Cloob
- Website type: Social network service
- Available in: Persian
- Owner: SabaIdea
- Website: www.cloob.com
- Commercial: yes
- Registration: yes (not compulsory)
- Launched: December 21, 2004
- Current status: Deactivated on Friday, August 6, 2021

= Cloob =

Persian-language social network

Cloob.com was a Persian-language social networking website, mainly popular in Iran. After the locally (and internationally) popular social networking website Orkut was blocked by the Iranian government, a series of local sites and networks, including Cloob, emerged to fill the gap. Its main page contains the title Iranian Virtual Society and states that all content is controlled in accordance with Iranian law, a policy intended to lower the risk of government censorship.

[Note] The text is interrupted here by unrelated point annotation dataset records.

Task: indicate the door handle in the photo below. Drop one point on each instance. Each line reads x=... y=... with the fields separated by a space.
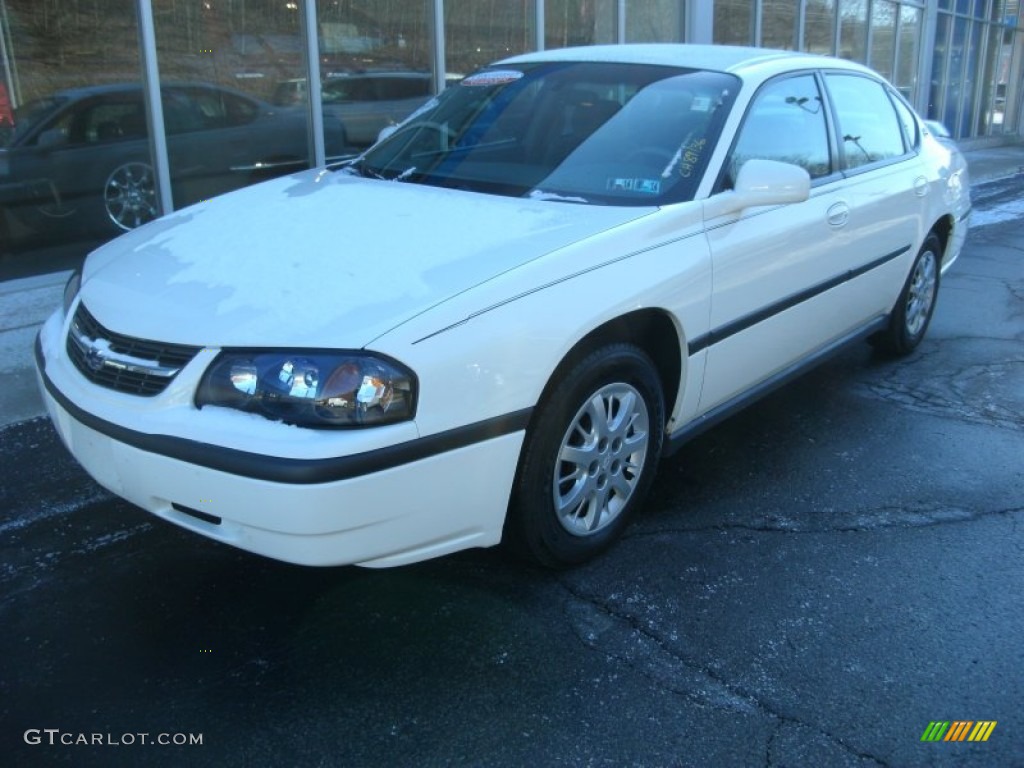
x=839 y=214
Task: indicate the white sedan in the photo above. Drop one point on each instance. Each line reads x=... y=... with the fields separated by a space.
x=494 y=324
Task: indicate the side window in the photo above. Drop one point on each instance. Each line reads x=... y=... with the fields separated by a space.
x=113 y=121
x=907 y=119
x=785 y=122
x=867 y=123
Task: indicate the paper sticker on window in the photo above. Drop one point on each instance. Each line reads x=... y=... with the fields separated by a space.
x=498 y=77
x=689 y=157
x=639 y=185
x=700 y=103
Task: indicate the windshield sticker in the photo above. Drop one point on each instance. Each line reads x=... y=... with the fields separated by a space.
x=690 y=159
x=498 y=77
x=639 y=185
x=700 y=103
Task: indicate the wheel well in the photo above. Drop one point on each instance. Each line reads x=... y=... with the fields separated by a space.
x=651 y=330
x=942 y=228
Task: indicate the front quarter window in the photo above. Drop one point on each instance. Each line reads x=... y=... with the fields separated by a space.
x=868 y=127
x=578 y=132
x=785 y=123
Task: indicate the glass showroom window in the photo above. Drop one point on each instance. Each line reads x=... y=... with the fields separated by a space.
x=884 y=15
x=232 y=80
x=478 y=32
x=853 y=30
x=654 y=22
x=908 y=51
x=64 y=90
x=733 y=23
x=819 y=28
x=376 y=66
x=580 y=23
x=778 y=24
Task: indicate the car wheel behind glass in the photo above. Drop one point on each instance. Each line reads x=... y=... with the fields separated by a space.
x=130 y=196
x=589 y=458
x=909 y=318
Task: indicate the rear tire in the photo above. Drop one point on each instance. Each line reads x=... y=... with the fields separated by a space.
x=912 y=313
x=589 y=458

The website claims to have around 1 million members and over 100 million page views per month. Users have access to features like: internal email (for individual friends, groups of friends and community members), communities and community discussions (clubs), personal and community photo albums, article archive for communities, live messaging and chat rooms for communities, weblog, job and resume database, virtual money (called "coroob"), income/expense book keeping for individual members, online shops for offering goods and services, classifieds, questions and answers, link and content sharing, news, member updates and extensive permission setting capabilities.

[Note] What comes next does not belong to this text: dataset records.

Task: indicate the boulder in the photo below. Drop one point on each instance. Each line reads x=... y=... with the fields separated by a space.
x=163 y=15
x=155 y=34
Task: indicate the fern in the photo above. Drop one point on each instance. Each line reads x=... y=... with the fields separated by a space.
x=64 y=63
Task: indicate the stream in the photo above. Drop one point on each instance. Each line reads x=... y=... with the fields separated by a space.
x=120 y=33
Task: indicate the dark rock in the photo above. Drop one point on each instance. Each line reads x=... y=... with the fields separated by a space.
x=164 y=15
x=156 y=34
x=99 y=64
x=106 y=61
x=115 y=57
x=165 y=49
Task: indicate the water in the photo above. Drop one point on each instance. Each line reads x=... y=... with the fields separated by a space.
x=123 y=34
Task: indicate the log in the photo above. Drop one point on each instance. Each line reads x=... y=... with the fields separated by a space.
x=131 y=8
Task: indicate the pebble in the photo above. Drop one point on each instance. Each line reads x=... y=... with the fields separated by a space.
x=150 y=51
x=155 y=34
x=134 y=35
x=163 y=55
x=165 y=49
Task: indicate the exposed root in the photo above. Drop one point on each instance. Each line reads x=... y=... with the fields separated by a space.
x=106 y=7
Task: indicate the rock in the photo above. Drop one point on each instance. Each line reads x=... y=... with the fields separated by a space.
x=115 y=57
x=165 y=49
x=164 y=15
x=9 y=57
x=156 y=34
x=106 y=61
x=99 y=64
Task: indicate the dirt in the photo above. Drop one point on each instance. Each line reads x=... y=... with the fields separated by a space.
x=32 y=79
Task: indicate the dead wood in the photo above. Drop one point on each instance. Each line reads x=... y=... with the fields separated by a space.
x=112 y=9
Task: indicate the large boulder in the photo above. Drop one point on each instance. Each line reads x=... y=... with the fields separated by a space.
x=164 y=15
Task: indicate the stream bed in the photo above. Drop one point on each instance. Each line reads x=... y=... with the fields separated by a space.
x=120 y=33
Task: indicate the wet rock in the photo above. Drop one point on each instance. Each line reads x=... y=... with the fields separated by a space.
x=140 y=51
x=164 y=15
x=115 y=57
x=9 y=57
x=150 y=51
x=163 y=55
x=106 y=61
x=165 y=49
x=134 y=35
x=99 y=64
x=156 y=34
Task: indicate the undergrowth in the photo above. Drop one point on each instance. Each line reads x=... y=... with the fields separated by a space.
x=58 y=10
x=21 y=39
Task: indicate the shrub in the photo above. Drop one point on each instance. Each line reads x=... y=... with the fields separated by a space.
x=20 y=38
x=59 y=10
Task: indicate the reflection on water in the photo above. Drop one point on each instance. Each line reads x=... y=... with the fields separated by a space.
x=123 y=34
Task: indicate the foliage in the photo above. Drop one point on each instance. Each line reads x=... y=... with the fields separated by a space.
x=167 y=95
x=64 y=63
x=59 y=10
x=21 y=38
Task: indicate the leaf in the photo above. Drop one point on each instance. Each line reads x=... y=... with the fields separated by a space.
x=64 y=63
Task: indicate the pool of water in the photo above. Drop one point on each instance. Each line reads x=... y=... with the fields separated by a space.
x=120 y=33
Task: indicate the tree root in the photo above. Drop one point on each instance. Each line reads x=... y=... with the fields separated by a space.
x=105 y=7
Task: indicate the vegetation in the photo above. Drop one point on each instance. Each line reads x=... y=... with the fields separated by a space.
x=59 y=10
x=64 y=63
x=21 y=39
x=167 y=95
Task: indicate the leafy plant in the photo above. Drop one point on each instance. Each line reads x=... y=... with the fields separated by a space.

Some of the services consume virtual money. For example, advanced search in community discussions, advanced member search, receipt for email messages, list of profile visitors and a few other services will use different amounts of members' available virtual money. It is possible to buy virtual money or transfer it to other users.

Cloob was censored on March 7, 2008 (the period of Parliament elections) by the government of Iran. However, after what the Cloob management called "removal of illegal and controversial content", access was restored to Iranian internet users on April 29, 2008. On December 25, 2009 it was once again censored and remained so for some time, but as of 2011, Cloob appears to be in working order once again.